Apparently, yes—as a federal judge has just ruled in a securities fraud lawsuit by investors targeting an alleged pump-and-dump scheme of a “meme stock.”

Section 10(b) of the Securities and Exchange Act of 1934, and its associated SEC Rule 10b-5, are the central provisions of federal securities law applicable to stock trading in the secondary market. The Rule makes it unlawful “[t]o make any untrue statement of a material fact or to omit to state a material fact necessary in order to make the statements made, in the light of the circumstances under which they were made, not misleading … in connection with the purchase or sale of any security.”

In the case, the question was whether the defendant’s tweeting of a moon emoji could support a claim under the Rule. The investors contend that the defendant tweeted this emoji to indicate to the market that he and his company were bullish on the stock—while the reality was that they were then planning to quickly liquidate their holdings—in a modern version of the classic pump-and-dump scheme.

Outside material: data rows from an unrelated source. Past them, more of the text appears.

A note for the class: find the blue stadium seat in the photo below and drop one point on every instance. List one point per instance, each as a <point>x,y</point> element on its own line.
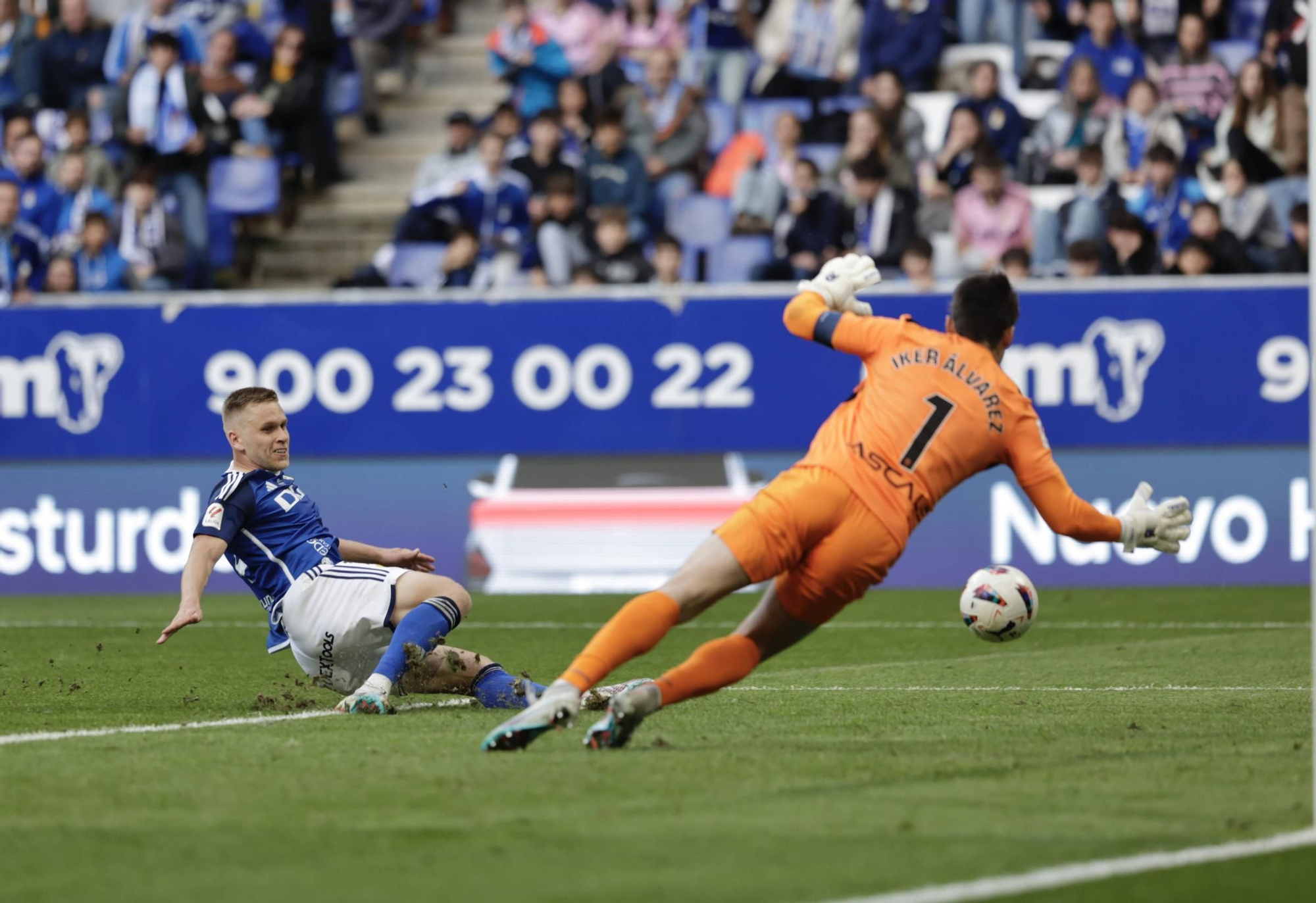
<point>735,260</point>
<point>699,220</point>
<point>244,185</point>
<point>415,264</point>
<point>761,115</point>
<point>824,156</point>
<point>722,124</point>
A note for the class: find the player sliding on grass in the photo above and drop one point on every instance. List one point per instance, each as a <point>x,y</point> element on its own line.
<point>934,410</point>
<point>353,614</point>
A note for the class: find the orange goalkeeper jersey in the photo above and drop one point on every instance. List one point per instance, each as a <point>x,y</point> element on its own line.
<point>932,411</point>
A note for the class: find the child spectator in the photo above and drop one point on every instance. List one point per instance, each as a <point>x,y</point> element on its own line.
<point>619,262</point>
<point>1167,203</point>
<point>1118,61</point>
<point>668,128</point>
<point>1130,248</point>
<point>1296,257</point>
<point>1001,118</point>
<point>61,276</point>
<point>1247,212</point>
<point>1017,264</point>
<point>563,237</point>
<point>615,176</point>
<point>73,57</point>
<point>810,48</point>
<point>1196,258</point>
<point>527,59</point>
<point>1252,128</point>
<point>1227,252</point>
<point>163,119</point>
<point>77,201</point>
<point>1140,126</point>
<point>992,216</point>
<point>1071,126</point>
<point>22,269</point>
<point>580,28</point>
<point>640,30</point>
<point>101,172</point>
<point>882,222</point>
<point>1084,260</point>
<point>668,260</point>
<point>460,156</point>
<point>917,265</point>
<point>901,122</point>
<point>149,239</point>
<point>903,36</point>
<point>101,266</point>
<point>810,228</point>
<point>39,201</point>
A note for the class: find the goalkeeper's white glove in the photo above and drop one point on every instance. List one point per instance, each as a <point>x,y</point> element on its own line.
<point>1159,528</point>
<point>840,278</point>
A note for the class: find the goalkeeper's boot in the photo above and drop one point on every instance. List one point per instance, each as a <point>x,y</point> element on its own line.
<point>372,698</point>
<point>597,699</point>
<point>557,707</point>
<point>626,711</point>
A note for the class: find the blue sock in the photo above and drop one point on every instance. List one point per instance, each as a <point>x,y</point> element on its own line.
<point>426,625</point>
<point>497,689</point>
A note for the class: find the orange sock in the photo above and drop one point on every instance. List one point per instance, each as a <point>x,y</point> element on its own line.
<point>715,665</point>
<point>631,632</point>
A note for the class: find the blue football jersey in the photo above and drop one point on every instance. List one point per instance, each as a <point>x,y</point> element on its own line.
<point>274,535</point>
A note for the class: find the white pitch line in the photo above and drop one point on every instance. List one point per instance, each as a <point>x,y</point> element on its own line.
<point>949,624</point>
<point>40,736</point>
<point>1078,873</point>
<point>1147,687</point>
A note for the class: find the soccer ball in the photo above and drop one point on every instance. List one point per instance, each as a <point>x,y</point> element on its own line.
<point>1000,603</point>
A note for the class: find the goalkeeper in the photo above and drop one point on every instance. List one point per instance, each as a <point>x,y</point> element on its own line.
<point>934,410</point>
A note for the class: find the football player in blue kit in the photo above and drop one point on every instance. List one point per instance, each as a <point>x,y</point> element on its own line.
<point>347,610</point>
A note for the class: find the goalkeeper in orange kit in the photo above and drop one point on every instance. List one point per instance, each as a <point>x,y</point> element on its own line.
<point>934,410</point>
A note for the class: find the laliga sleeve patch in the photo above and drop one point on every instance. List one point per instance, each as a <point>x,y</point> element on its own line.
<point>214,516</point>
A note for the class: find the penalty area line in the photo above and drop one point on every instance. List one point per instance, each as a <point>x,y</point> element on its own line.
<point>1078,873</point>
<point>40,736</point>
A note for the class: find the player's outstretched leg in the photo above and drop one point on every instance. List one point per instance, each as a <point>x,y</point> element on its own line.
<point>718,664</point>
<point>428,608</point>
<point>710,574</point>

The defendants did not contest that an emoji can constitute a “statement” under the Rule, but instead argued that emojis cannot be actionable for lack of a defined meaning. Thus here, “there is no way to establish . . . the truth . . . of a tiny lunar cartoon.” (Under the Rule, a statement must be capable of being objectively determined false (or at least misleading) before liability can attach.)

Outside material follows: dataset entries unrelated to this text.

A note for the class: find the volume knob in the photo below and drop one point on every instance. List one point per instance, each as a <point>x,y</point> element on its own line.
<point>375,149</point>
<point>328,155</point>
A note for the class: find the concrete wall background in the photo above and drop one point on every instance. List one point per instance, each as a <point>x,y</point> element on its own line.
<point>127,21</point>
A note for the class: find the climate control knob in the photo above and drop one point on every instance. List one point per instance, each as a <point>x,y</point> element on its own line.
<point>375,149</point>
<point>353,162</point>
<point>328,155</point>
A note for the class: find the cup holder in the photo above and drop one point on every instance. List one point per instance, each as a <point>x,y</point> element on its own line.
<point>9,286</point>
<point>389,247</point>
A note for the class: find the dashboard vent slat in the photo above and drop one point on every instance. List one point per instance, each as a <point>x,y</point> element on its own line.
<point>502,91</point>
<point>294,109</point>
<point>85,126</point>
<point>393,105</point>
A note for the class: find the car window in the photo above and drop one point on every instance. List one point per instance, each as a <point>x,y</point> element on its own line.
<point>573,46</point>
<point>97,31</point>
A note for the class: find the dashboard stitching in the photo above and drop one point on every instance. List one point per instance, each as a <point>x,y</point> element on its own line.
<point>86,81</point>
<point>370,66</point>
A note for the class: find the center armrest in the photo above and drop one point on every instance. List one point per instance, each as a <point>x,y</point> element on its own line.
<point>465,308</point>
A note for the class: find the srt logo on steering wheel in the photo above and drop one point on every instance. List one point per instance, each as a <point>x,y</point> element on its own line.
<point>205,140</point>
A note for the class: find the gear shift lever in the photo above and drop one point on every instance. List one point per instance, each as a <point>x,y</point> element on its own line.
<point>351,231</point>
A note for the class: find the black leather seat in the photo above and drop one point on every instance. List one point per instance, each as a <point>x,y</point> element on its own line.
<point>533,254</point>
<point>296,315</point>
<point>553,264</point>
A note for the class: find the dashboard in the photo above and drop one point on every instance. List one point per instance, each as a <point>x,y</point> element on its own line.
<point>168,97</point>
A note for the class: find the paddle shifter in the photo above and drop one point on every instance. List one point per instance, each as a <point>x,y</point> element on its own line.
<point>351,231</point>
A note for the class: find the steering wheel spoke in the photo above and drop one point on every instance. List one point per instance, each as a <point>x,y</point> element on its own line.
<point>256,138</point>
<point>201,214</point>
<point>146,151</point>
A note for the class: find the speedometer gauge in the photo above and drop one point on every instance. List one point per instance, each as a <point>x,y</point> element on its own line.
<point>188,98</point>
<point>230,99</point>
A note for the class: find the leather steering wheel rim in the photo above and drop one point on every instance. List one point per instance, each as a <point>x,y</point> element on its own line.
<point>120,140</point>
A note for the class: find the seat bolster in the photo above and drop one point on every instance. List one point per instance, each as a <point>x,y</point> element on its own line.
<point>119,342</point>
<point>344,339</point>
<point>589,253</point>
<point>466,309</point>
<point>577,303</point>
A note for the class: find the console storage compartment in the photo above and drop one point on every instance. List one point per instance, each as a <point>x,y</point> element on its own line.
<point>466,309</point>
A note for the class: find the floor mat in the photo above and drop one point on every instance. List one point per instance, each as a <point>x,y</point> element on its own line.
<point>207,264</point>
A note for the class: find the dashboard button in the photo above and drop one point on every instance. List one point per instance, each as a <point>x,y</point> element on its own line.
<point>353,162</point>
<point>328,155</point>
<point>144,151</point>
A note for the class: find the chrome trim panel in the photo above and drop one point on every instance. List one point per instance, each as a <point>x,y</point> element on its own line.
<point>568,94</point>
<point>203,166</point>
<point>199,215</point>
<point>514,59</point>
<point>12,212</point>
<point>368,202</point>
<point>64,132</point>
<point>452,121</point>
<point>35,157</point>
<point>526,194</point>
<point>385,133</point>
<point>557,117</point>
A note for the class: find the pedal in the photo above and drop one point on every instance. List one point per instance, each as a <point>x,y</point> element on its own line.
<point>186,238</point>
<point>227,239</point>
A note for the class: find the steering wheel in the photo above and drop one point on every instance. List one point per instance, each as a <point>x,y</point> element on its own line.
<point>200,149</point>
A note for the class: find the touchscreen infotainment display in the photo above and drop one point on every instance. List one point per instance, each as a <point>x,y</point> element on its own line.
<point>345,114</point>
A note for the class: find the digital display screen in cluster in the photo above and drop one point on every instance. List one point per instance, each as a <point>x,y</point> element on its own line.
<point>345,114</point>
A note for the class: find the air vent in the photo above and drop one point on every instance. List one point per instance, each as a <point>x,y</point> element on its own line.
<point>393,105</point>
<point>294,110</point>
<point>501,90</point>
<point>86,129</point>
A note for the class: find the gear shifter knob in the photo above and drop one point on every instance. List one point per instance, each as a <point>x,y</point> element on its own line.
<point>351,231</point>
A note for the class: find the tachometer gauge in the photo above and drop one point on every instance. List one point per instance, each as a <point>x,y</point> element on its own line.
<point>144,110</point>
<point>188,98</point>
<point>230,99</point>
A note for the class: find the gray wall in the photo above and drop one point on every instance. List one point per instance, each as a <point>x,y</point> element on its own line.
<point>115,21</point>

The court disagreed. It held that while emojis are symbols, people use them to communicate. And like language, while they can be ambiguous, their meaning can be understood through context. These particular defendants have a history of involvement in the “meme stock” phenomena—and within that community, “moon emojis are associated with the phrase ‘to the moon,’ which investors use to indicate ‘that a stock will rise’.” Thus, the emoji could be fairly understood by investors as a bullish sentiment. Coupled with allegations of defendants’ supposed true intent to liquidate their holdings, a claim under the Rule was sufficiently stated.